A travers ces journées, nous sommes appelés à changer notre regard sur l’environnement, notre manière d’agir et de travailler et notre façon d’être vis-à-vis de notre cadre de vie et de notre environnement. De ce fait toute contribution, qu’elle soit par des actes, ou par la réflexion revêt un intérêt certain et peut être utile.
C’est ce qui explique notre choix, de mener la réflexion sur la question de la participation des citoyens à la protection de leur cadre de vie. La manifestation exacte de l’intérêt de ce thème peut s’apercevoir à travers l’ensemble des prises de position et l’effervescence constatée à l’occasion du sommet de Copenhague avec une société civile de plus en plus exigeante.

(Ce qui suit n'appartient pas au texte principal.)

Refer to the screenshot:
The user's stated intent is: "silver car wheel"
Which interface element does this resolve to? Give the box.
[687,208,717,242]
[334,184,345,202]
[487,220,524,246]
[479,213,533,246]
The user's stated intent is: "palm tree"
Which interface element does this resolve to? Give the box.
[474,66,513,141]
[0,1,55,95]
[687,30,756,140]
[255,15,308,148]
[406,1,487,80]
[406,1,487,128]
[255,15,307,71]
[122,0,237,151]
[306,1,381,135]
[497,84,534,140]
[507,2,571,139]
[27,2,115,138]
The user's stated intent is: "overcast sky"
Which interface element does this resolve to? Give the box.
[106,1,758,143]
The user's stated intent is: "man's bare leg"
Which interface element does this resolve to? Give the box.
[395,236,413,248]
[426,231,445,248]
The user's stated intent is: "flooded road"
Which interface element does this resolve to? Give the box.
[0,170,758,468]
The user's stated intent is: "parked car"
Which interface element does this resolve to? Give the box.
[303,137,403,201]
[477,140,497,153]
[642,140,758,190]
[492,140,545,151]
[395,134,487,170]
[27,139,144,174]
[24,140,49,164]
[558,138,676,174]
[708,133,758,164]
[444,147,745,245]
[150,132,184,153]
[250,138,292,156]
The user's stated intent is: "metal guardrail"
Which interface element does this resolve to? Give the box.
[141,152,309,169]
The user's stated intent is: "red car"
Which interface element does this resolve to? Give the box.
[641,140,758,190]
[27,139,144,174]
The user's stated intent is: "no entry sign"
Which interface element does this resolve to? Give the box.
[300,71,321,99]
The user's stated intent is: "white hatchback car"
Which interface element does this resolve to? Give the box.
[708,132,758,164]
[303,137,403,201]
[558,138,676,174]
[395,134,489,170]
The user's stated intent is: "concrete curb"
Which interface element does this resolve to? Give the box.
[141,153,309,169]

Une chose est sure, pour la protection de l’environnement, dans tous les pays du monde, on attendra toujours des populations à la base, une implication forte. Si cela parait évident au niveau international avec « le phénomène ONG », l’engagement écologique des citoyens est encore timide au niveau des Etats. C’est justement ce qui inspire la présente analyse dont l’objectif est de susciter la réflexion sur la question.
En effet, comment développer une culture de participation écologique au Burkina Faso ? C’est un problème d’exercice du droit à la participation citoyenne qui se pose. L’exercice de ce droit, il faut le dire, ne peut se faire que par une bonne connaissance de ses mécanismes. Ces mécanismes peuvent être envisagés de façon large ou restreinte. La participation large prend en compte l’ensemble des actions qui visent la protection de l’environnement. La participation restreinte renvoie seulement à l’accès à l’information et à la justice, auxquels s’ajoute la participation à la prise de décisions. La présente analyse vise à aborder de façon large la question et cela en des termes simples.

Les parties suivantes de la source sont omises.